President Pervez Musharraf was due to address the nation Thursday after the deadly storming of a pro-Taliban mosque, as Al-Qaeda urged Pakistanis to embrace jihad and revolt against his rule.
Bodies from the raid were being buried a day after troops cleared the final clutch of diehard extremists from the Red Mosque following two days of intense fighting that left at least 73 rebels and nine soldiers dead.
Military ruler Musharraf, under pressure from both Islamist groups and opposition parties, was expected to make a televised evening address to the world’s second-largest Muslim nation.
Officials said he would explain why the raid on the mosque and an adjoining Islamic girls’ school was necessary, and unveil an initiative to fight extremism and augment security forces in troubled areas bordering Afghanistan.
Al-Qaeda’s second-in-command Ayman al-Zawahiri told Pakistani Muslims in a new Internet posting that there was “no salvation for you except through jihad (holy fight)” and called on them to rise up against the government.
“If you do not revolt, Musharraf will annihilate you.
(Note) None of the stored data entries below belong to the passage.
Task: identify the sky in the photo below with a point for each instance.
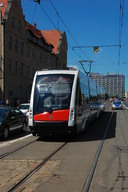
(87, 23)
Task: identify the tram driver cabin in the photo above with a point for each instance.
(61, 102)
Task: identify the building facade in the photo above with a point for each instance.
(114, 85)
(24, 49)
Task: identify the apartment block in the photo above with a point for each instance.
(114, 85)
(24, 49)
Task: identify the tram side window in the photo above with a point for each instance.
(78, 95)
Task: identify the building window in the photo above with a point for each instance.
(22, 48)
(10, 92)
(33, 54)
(20, 91)
(21, 69)
(10, 65)
(10, 42)
(13, 22)
(28, 71)
(16, 45)
(29, 52)
(19, 25)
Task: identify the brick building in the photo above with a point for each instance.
(25, 49)
(114, 85)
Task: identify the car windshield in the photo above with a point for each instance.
(3, 113)
(117, 102)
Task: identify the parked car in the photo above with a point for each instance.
(98, 105)
(117, 105)
(11, 119)
(24, 107)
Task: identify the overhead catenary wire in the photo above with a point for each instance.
(66, 27)
(57, 27)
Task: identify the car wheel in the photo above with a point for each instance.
(6, 133)
(24, 128)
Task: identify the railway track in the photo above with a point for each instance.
(86, 186)
(44, 161)
(88, 181)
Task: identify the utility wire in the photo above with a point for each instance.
(66, 27)
(58, 16)
(34, 13)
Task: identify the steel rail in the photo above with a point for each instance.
(97, 157)
(36, 169)
(15, 150)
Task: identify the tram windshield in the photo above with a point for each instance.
(52, 92)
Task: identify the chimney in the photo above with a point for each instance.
(35, 24)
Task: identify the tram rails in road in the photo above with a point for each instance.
(50, 157)
(15, 150)
(86, 189)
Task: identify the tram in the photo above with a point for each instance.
(61, 100)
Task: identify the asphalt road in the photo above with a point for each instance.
(69, 169)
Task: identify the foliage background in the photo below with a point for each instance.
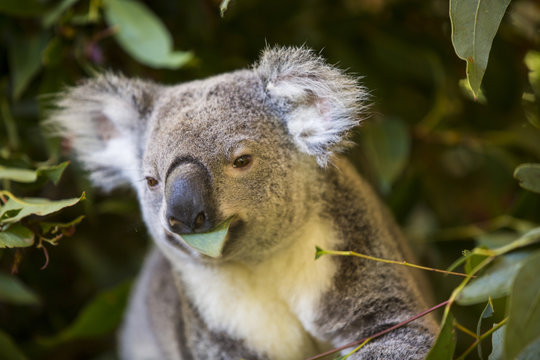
(440, 159)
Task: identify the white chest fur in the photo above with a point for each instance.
(272, 305)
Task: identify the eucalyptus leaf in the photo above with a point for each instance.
(532, 61)
(13, 291)
(16, 236)
(496, 281)
(224, 6)
(25, 60)
(210, 243)
(52, 16)
(387, 146)
(100, 317)
(33, 206)
(9, 349)
(142, 34)
(23, 8)
(528, 176)
(19, 175)
(52, 173)
(445, 344)
(474, 25)
(487, 313)
(497, 343)
(523, 326)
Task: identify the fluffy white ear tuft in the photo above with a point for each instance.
(104, 120)
(318, 103)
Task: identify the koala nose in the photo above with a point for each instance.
(189, 199)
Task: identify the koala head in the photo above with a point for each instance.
(249, 147)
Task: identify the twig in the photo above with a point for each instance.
(320, 252)
(480, 338)
(369, 338)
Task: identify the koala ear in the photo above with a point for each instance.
(318, 103)
(104, 120)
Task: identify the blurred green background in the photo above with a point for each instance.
(440, 159)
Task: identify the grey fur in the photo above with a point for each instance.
(291, 112)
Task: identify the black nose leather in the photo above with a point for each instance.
(189, 199)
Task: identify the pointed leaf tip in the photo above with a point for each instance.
(318, 252)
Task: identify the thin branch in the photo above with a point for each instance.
(405, 263)
(369, 338)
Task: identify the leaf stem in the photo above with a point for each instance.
(465, 330)
(480, 338)
(364, 341)
(405, 263)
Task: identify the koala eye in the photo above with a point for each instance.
(151, 182)
(242, 161)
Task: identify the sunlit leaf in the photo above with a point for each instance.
(54, 228)
(100, 317)
(25, 60)
(474, 25)
(13, 291)
(387, 146)
(9, 349)
(34, 206)
(445, 345)
(528, 176)
(142, 34)
(524, 309)
(16, 236)
(496, 281)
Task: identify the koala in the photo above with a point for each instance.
(239, 178)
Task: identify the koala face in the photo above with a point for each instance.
(245, 147)
(252, 172)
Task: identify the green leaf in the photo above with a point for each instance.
(13, 291)
(16, 236)
(473, 261)
(19, 175)
(224, 6)
(496, 281)
(22, 8)
(25, 56)
(142, 34)
(54, 228)
(445, 345)
(474, 25)
(523, 326)
(387, 146)
(100, 317)
(497, 343)
(528, 176)
(9, 349)
(52, 173)
(210, 243)
(487, 313)
(33, 206)
(532, 61)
Musharraf will not stop until he uproots Islam from Pakistan,” he said.
“Rigged elections and politics will not help you… You should now support the mujahedin (holy warriors) in Afghanistan.”
More than 2,000 mourners turned out for the funeral of the leader of the mosque’s militants, 43-year-old Abdul Rashid Ghazi, who was buried in his native village in Punjab province after he was killed in the assault Tuesday.
In the capital Islamabad meanwhile at least 27 unidentified bodies were buried by officials, an AFP photographer said.
Soldiers kept the mosque compound, in the heart of Islamabad’s central government district, off-limits behind barbed wire and machine gun nests, amid questions on whether the official death toll would rise.
Pakistani authorities said they have found no mass graves inside the mosque, even though its late cleric had said hundreds of people had been buried there.
“No mass graves have been found inside,” Deputy Information Minister Tariq Azeem told AFP by telephone from inside the Red Mosque compound as senior officials visited the site.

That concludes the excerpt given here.